Reí ante el comentario—. ¿No es de mala educación burlarse de una persona por su aspecto?

—No es una burla. El dueño de la tienda es en verdad un oso. Además de hacer el baumkuchen, conoce mucho sobre otros mundos. Su tienda queda en otra dimensión, aunque está esa ave que siempre trae los encargos.

¿Qué estoy escuchando?

—Ya, deja de jugar.

—Olvide que hablo con una incrédula.

—No soy incrédula… bueno, quizás sólo un poco…

Watanuki no dijo nada más, sólo dejó escapar una risa leve. Me ofreció el plato con baumkuchen, esperando mi reacción. Por su mirada inquisidora me obligué a comer un trozo de comida, el cual no pasó desapercibido por mis papilas gustativas. La sensación de felicidad que me produjo comer algo dulce fue única.

—¡Esto es delicioso!

—¿Verdad?

—¿Será porque viene de otra dimensión?

—No te emociones tanto, Hotaru —respondió él con una mirada sarcástica—. Oye.

—¿Qué sucede? —pregunté con una sonrisa. El baumkuchen me tenía aún flotando por las nubes.

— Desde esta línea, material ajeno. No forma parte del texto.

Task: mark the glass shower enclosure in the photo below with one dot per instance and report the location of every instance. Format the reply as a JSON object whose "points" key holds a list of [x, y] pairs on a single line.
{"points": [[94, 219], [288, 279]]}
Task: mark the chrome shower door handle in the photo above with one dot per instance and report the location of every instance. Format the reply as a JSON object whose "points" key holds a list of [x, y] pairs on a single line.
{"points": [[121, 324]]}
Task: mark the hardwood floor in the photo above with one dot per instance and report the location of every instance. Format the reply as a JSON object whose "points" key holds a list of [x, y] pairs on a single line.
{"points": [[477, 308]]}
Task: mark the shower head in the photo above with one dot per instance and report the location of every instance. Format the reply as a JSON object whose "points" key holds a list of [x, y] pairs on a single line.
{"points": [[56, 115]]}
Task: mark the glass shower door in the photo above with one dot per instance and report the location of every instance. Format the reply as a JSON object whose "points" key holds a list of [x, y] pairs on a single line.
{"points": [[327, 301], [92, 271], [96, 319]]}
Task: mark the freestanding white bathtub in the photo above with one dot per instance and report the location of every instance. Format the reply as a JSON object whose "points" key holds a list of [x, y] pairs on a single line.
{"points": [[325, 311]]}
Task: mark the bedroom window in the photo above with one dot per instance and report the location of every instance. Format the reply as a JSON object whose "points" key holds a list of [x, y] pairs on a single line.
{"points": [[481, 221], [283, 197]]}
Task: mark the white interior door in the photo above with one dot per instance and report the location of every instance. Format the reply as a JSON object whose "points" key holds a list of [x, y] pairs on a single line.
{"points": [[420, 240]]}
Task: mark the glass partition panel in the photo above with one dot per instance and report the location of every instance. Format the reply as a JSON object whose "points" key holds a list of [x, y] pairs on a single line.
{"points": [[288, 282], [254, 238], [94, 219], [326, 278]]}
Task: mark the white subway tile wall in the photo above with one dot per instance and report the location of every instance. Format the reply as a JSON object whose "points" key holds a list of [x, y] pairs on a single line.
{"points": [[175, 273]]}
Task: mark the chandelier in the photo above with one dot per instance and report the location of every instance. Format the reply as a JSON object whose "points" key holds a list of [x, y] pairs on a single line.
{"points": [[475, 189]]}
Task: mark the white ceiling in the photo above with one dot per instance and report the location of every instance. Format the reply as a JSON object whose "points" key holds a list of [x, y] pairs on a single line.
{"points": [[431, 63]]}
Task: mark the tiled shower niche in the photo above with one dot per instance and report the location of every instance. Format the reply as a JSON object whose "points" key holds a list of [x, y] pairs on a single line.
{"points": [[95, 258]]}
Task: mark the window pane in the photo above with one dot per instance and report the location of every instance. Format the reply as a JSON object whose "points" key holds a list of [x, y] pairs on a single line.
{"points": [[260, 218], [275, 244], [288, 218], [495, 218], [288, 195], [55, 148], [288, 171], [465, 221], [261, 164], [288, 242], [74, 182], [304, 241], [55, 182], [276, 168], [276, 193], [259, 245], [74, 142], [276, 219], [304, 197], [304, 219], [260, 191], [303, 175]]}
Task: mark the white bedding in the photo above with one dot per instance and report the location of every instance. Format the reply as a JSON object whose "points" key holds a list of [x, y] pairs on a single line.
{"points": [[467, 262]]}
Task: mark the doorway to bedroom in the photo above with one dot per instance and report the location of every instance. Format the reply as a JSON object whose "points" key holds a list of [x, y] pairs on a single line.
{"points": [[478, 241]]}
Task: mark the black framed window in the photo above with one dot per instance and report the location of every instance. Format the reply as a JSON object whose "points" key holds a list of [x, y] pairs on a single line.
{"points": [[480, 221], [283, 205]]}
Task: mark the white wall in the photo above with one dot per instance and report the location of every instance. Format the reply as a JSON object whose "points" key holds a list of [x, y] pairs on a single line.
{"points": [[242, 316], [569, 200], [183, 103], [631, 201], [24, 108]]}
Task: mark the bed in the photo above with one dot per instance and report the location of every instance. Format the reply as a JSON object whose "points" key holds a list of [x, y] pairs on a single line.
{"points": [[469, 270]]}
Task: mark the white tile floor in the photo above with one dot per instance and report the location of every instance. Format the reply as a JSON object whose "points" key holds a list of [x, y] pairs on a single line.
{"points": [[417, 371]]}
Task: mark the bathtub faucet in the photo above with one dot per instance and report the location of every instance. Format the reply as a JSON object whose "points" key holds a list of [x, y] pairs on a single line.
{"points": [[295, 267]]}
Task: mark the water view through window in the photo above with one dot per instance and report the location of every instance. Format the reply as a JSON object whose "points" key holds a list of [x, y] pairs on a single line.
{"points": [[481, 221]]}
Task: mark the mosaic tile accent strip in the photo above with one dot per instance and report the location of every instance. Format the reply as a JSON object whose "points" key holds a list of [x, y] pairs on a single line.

El rostro de Watanuki cambió, volviéndose más severo. Sus ojos me examinaron durante un rato, mirándome como si me examinara. Abrí la boca para decir algo, pero él fue más rápido.

—¿Qué piensas de los sueños? —preguntó. Me quedé pensando unos segundos en mi respuesta, bastante confundida por la pregunta.

—Pues… ¿Son hermosos? —respondí poco convencida. Él se limitó a reír, pero no agregó nada—. No lo sé, que preguntes esas cosas de repente es extraño.

—¿Por qué? —pregunta con una ceja alzada.

—No lo sé... —¿Porque era una especie de demonio con hermosas gafas redondas?—. En fin, creo que los sueños son hermosos usualmente, aunque no estoy segura de ser la persona ideal para hablar del asunto. No suelo soñar.

—¿Estás segura?

—Sí.

—Es una pena.

—¿Por qué? ¿Acaso eres una persona que sueña mucho, Watanuki-san?

—No. Tampoco soy un soñador ávido —por el tono de su voz, un escalofrío me recorrió la espalda. No creo que lo haya dicho en un sólo sentido.

—¿Entonces por qué preguntas sobre el tema? —pregunté con cierto sarcasmo. Él se encogió de hombros, intentando no parecer interesado en responder. Le di una mirada de pocos amigos ante tal respuesta vaga.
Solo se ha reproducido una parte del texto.